Family behaviour
This family defines the requirements for the TSF to be able to create and maintain a secure audit trail.
Component levelling
At FAU_STG.1 Protected audit trail storage, requirements are placed on the audit trail. It will be protected from unauthorised deletion and/or modification.
FAU_STG.2 Guarantees of audit data availability specifies the guarantees that the TSF maintains over the audit data given the occurrence of an undesired condition.
FAU_STG.3 Action in case of possible audit data loss specifies actions to be taken if a threshold on the audit trail is exceeded.

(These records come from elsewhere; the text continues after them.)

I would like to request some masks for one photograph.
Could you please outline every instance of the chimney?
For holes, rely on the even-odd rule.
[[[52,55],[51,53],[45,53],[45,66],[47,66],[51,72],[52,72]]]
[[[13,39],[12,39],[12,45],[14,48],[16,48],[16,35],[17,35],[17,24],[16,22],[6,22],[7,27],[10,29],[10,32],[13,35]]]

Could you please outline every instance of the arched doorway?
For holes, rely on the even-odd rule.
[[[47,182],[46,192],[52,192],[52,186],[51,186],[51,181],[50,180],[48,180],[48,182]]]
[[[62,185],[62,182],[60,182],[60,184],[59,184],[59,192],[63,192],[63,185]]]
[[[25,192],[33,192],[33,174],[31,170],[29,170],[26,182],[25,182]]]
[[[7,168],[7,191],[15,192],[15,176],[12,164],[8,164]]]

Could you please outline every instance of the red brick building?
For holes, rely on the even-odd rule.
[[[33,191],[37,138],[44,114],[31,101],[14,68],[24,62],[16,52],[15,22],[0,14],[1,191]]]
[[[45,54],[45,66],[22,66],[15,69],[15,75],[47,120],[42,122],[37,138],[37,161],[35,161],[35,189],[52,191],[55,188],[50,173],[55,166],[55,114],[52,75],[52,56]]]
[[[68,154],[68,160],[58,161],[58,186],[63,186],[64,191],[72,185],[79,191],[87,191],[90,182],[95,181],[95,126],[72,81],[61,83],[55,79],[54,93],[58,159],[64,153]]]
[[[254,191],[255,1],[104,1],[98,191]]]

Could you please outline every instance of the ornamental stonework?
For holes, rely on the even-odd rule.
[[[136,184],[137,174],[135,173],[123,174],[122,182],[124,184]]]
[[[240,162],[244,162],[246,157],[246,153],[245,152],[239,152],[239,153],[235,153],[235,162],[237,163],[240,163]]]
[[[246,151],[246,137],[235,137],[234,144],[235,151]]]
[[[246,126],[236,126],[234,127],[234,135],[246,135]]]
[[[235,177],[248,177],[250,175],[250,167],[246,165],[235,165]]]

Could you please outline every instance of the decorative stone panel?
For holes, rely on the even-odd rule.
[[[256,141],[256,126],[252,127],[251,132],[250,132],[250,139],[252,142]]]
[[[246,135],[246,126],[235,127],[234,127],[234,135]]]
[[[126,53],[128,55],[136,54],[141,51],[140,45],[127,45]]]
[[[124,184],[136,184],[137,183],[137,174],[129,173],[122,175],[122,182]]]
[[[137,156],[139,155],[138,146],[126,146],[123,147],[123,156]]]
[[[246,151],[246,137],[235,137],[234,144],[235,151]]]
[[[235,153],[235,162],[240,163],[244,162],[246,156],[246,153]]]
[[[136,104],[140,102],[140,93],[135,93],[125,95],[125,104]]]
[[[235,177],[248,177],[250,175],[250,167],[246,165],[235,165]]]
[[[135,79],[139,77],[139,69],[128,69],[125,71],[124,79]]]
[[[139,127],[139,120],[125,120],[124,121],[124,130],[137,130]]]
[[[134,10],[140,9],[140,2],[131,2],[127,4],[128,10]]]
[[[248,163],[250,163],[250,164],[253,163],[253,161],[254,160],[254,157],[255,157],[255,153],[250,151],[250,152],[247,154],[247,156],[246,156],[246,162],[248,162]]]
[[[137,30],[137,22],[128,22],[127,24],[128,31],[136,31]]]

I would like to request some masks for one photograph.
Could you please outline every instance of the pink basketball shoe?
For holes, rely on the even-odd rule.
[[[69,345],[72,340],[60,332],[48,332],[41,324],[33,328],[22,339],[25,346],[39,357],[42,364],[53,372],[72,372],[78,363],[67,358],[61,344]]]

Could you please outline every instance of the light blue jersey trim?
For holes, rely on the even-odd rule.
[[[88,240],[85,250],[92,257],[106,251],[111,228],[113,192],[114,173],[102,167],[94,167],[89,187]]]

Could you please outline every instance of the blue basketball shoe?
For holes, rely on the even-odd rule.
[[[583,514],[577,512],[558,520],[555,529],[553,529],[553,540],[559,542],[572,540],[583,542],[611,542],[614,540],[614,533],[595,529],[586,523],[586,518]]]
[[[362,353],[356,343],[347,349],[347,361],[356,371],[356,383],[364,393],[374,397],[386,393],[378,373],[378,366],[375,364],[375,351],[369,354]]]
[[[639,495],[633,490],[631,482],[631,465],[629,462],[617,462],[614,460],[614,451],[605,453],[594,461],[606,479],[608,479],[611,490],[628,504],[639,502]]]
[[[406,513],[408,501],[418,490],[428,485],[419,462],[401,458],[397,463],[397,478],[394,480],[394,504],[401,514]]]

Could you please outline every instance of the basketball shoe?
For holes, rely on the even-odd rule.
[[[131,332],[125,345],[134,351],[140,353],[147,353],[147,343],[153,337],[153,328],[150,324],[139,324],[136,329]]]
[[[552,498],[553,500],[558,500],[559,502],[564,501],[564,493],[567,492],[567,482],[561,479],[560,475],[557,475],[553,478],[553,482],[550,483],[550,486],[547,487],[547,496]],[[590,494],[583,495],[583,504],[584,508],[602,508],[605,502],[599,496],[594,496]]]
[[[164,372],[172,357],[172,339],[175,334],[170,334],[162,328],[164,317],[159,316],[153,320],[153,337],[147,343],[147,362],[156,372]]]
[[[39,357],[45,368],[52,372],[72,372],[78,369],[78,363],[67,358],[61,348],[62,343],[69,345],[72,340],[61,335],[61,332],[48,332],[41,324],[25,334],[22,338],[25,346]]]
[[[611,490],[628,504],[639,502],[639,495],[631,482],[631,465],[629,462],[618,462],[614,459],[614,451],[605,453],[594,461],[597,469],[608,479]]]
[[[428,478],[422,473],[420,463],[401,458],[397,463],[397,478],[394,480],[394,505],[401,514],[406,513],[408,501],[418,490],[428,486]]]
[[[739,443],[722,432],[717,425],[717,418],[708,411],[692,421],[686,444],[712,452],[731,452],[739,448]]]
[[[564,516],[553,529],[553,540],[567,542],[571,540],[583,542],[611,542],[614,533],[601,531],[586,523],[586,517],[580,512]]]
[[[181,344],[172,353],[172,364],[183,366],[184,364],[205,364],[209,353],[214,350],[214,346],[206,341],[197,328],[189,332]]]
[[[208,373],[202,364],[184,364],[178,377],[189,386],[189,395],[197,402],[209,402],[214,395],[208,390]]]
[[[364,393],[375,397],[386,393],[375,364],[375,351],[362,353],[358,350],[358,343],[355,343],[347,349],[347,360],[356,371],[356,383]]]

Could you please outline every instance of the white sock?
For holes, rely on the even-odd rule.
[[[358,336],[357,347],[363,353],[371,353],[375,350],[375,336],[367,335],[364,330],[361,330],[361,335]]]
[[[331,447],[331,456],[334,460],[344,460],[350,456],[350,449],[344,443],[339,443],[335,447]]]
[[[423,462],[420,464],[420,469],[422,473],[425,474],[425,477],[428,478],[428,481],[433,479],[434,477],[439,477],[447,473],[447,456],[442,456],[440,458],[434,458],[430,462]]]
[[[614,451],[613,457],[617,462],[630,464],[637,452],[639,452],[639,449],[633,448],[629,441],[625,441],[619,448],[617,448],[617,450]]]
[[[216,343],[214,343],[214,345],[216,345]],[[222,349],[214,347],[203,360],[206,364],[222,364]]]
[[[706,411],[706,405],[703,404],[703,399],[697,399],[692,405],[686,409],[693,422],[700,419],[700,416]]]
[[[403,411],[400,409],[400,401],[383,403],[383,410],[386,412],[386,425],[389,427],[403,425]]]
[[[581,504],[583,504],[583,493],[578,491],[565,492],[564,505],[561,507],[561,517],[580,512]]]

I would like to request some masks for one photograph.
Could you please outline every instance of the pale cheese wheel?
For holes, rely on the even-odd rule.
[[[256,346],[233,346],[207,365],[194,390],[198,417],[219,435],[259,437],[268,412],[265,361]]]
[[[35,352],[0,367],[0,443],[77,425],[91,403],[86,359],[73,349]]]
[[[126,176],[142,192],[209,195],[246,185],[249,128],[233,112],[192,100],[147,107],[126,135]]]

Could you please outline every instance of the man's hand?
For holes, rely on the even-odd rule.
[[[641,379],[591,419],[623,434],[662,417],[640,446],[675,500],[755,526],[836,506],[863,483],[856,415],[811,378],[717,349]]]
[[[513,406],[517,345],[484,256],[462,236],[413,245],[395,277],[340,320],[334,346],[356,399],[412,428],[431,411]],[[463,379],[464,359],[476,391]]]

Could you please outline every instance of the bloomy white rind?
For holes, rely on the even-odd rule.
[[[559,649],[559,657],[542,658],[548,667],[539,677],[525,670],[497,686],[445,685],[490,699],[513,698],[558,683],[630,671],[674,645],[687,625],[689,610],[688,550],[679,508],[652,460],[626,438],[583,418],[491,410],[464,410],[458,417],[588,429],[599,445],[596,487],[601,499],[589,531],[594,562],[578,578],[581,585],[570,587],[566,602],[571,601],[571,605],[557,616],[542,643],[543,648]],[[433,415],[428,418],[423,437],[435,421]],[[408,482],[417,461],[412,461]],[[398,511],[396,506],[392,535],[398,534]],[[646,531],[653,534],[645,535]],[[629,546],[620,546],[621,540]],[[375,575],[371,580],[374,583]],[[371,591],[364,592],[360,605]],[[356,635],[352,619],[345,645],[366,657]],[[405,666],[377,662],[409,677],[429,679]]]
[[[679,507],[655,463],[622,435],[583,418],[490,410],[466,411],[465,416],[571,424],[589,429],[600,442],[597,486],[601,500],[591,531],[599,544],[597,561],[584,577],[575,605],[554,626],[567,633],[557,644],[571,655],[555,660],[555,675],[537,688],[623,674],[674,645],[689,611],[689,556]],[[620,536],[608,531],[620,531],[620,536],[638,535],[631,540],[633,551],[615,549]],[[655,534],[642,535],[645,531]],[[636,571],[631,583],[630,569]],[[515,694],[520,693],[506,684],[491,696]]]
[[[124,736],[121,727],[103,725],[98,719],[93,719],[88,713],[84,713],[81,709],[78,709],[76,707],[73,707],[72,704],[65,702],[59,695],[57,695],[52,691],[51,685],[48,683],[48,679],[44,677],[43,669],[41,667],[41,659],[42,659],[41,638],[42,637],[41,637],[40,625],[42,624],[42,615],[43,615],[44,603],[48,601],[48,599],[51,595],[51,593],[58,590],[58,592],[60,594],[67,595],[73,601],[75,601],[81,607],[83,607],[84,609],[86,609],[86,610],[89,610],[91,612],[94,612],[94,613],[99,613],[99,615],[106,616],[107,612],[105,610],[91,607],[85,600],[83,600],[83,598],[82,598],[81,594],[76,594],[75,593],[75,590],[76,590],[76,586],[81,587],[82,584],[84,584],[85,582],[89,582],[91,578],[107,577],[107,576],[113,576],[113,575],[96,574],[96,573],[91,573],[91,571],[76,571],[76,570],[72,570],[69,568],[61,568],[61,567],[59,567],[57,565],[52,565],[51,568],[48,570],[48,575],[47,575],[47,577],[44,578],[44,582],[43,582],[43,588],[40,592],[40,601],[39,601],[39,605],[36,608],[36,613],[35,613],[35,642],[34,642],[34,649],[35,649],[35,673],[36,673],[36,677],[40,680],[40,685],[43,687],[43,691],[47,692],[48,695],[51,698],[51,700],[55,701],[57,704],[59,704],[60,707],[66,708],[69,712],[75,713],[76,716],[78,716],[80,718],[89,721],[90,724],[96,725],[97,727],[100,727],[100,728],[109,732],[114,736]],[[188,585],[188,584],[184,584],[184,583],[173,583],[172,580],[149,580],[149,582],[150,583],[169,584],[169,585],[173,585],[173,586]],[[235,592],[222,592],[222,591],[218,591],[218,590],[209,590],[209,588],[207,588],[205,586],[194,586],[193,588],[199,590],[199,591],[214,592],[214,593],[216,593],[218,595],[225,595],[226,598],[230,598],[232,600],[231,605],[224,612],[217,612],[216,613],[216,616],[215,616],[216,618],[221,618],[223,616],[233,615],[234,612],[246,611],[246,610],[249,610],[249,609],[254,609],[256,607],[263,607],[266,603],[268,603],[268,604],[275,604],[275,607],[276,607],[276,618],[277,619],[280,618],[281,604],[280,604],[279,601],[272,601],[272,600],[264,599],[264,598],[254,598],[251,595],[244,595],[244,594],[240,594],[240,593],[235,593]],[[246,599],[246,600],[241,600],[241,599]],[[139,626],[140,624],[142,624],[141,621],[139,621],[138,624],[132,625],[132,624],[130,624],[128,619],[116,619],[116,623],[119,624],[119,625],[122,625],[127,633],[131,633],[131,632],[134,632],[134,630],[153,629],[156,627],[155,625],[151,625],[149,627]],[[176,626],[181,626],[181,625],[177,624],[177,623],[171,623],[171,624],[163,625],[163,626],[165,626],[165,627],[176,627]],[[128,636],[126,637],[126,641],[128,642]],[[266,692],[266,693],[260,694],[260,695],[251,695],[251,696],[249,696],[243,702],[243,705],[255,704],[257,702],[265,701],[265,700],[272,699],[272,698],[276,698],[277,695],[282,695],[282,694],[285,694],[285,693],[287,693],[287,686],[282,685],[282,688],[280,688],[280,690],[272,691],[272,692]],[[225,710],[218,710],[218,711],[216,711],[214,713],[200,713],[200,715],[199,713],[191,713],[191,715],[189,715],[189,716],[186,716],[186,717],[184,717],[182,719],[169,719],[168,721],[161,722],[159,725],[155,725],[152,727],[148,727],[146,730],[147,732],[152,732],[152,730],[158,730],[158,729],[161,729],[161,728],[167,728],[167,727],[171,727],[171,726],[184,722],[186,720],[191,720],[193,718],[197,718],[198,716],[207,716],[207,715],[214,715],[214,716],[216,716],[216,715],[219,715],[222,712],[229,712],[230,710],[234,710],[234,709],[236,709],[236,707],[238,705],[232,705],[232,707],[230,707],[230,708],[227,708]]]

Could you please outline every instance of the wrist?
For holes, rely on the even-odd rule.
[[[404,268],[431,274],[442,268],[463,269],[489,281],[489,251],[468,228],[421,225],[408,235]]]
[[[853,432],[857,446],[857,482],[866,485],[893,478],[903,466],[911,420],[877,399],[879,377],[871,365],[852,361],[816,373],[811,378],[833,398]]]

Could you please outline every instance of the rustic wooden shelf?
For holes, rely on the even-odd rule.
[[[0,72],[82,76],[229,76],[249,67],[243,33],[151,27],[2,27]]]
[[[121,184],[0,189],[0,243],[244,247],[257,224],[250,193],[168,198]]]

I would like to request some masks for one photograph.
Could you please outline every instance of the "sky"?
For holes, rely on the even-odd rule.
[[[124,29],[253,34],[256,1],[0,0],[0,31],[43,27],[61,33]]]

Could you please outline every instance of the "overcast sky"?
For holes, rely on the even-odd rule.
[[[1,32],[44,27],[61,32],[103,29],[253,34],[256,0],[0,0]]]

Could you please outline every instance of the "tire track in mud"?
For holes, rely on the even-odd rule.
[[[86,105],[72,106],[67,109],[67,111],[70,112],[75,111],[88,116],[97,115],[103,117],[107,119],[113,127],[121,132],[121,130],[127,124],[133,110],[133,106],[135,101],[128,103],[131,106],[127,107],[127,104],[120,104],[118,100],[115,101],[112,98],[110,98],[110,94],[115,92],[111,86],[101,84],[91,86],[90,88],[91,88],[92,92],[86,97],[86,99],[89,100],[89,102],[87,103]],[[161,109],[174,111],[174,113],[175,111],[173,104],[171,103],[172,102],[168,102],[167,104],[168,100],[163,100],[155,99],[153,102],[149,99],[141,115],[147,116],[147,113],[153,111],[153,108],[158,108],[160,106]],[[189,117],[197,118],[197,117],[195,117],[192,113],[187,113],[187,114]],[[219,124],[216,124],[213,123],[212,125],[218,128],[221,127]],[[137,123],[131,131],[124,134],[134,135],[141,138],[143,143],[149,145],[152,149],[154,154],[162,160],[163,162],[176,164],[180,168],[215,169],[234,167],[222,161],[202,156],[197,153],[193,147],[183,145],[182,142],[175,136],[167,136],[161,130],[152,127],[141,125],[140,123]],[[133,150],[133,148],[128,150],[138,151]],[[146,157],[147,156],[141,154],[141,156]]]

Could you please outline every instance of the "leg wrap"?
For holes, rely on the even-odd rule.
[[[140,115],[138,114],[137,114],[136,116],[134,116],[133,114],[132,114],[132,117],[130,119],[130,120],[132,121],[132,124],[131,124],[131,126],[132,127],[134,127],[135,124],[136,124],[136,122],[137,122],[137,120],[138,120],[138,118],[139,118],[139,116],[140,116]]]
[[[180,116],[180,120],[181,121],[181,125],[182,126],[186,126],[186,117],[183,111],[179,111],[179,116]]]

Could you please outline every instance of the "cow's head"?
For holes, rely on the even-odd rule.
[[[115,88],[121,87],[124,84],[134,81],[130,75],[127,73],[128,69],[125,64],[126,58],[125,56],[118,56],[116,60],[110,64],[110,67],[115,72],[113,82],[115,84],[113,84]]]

FAU_STG.4 Prevention of audit data loss specifies actions in case the audit trail is full.
Management: FAU_STG.1
There are no management activities foreseen.
Management: FAU_STG.2
The following actions could be considered for the management functions in FMT:
a) maintenance of the parameters that control the audit storage capability.
Management: FAU_STG.3
The following actions could be considered for the management functions in FMT:
a) maintenance of the threshold;
b) maintenance (deletion, modification, addition) of actions to be taken in case of imminent audit storage failure.
Management: FAU_STG.4
The following actions could be considered for the management functions in FMT:
a) maintenance (deletion, modification, addition) of actions to be taken in case of audit storage failure.
Audit: FAU_STG.1, FAU_STG.2
There are no actions identified that should be auditable if FAU_GEN Security audit data generation is included in the PP/ST.
Audit: FAU_STG.3
The following actions should be auditable if FAU_GEN Security audit data generation is included in the PP/ST:
a) Basic: Actions taken due to exceeding of a threshold.
Audit: FAU_STG.4 Prevention of audit data loss
The following actions should be auditable if FAU_GEN Security audit data generation is included in the PP/ST:
a) Basic: Actions taken due to the audit storage failure.